Police: Man man facing sex charges after contacting boy with PS3
Updated: Friday, February 28 2014, 05:18 PM EST
ALBANY -- A Worcester, Massachusetts man appeared in federal court in Albany accused of an unthinkable crime. Authorities believe he may have convinced a ten year old Albany County boy to send him sexually-explicit videos of himself, because the man said he was in danger and the videos would help him stay alive.
Brian Belanger, 21, made a brief appearance but authorities claim he spent months in contact with that boy. Belanger allegedly told him he would be killed if the boy didn't do what he asked.
Belanger wore a green prison jump suit before a judge. The US Attorney's office claims Belanger first came in contact with the boy on a PlayStation 3 headset. Authorities say he told the child someone wanted to kill him and if he sent Belanger sexually-explicit videos of himself, Belanger could send them to the threatening person.
In a statement, the US Attorney alleges that Belanger "directed the child what to do in the videos & that over the course of approximately three months the child emailed Belanger numerous times, attaching video files to the emails that depict the child engaged in sexually-explicit conduct."
We've learned Belanger was a karate student in Massachusetts.

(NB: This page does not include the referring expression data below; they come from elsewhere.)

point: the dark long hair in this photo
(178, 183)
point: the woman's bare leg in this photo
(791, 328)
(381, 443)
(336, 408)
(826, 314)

The boy's father went to police after finding the emails on an iPad.
"We're sitting in our living room and we're using a console or a game controller and it doesn't seem like there could be any security or privacy risks," said Reg Harnish with Grey Castle Security.
Digital security experts say parental controls can be activated on video games. But the FBI offers simple advice you can use at home. Since anyone has access to these systems, talk to your kids. "If they're going to play online they should play with people they know," said Special Agent David Fallon.
"A lot of the safe guards are things we would do or recommend off-line," Harnish said. "Don't share information you don't want someone else to have. It might be your first name. If you've created an account and you're using your first name you may be asking for trouble.Belanger waived his right to bail and preliminary hearings. He could face a maximum of 30 years in prison and up to $250,000 in fines.